Eduardo Galeano’nun “Latin Amerika’nın Kesik Damarları”nı önünüze koyduğunuzda, örnekleri ile detaylı bir konuyu kurcaladığınızın ayırtına varıyorsunuz. Şu dramatik kırılmalarla başlayalım:  

Sömürgeleştirilen ülkelerin her karış toprağına gözyaşı ve ölüm ekilen yerli insanlarına kan kusturulan 1700’lerin başlarında, İngiltere bankalarının ve Kraliyet ailesinin bizzat beslediği donanmanın başına getirdikleri Kaptan James Cook’a “Yürü ya kulum. Keşfet ve fethet gel.” demeleri, elbette Tahiti’nin sahillerine, Pasifik Adaları’nın ovalarına, Avustralya’nın dağlarına, Yeni Zelanda’nın derelerine ya da Endonezya’nın çağlayanlarına hayran olduklarından ve oraların sahibi yerlilerini pek merak ettiklerinden filan değildi.
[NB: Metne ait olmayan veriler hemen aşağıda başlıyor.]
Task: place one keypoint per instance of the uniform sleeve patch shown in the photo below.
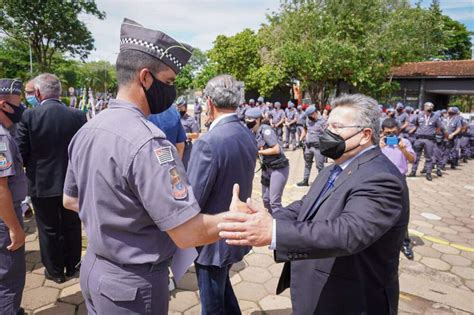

Batı’da İngiltere, Fransa, İspanya, Portekiz, Hollanda, kuzeyde Rusya, Akdeniz’de Osmanlı, İran’da Safevi’ler, Moğollar, uzakdoğu’da Çin hanedanları, iştahlarını kabartan bakir toprakların doğal güzellikleri, kültürleri, mekânsal değerleri ile, elbette ilgili değillerdi. Keşfetme/ keşif bahane, yağma/ talan şahaneydi. Bir başka deyişle, salyalarını akıttıran tertemiz toprakların yeraltı ve yerüstü zenginlikleri idi.

Örnek mi? 

1500’lü yıllarda, yerkürenin Karayip Adaları’nda keşif(!) yorgunluğu ile soluklanan İspanyol koloniciler, Meksika’da Aztek adını almış ileri bir toplumun ‘boyunu aşan’ insancıl işlere kalkıştığını öğrenirler. Beyaz Adam Cortes ve adamları, yine zengin bankerlerin ve egemen efendilerinin olurları ile, Meksika’yı tez zamanda keşifle fetihle karışık işgal eder, -şimdilerin deyimiyle- Aztek Uygarlığı’na çöker.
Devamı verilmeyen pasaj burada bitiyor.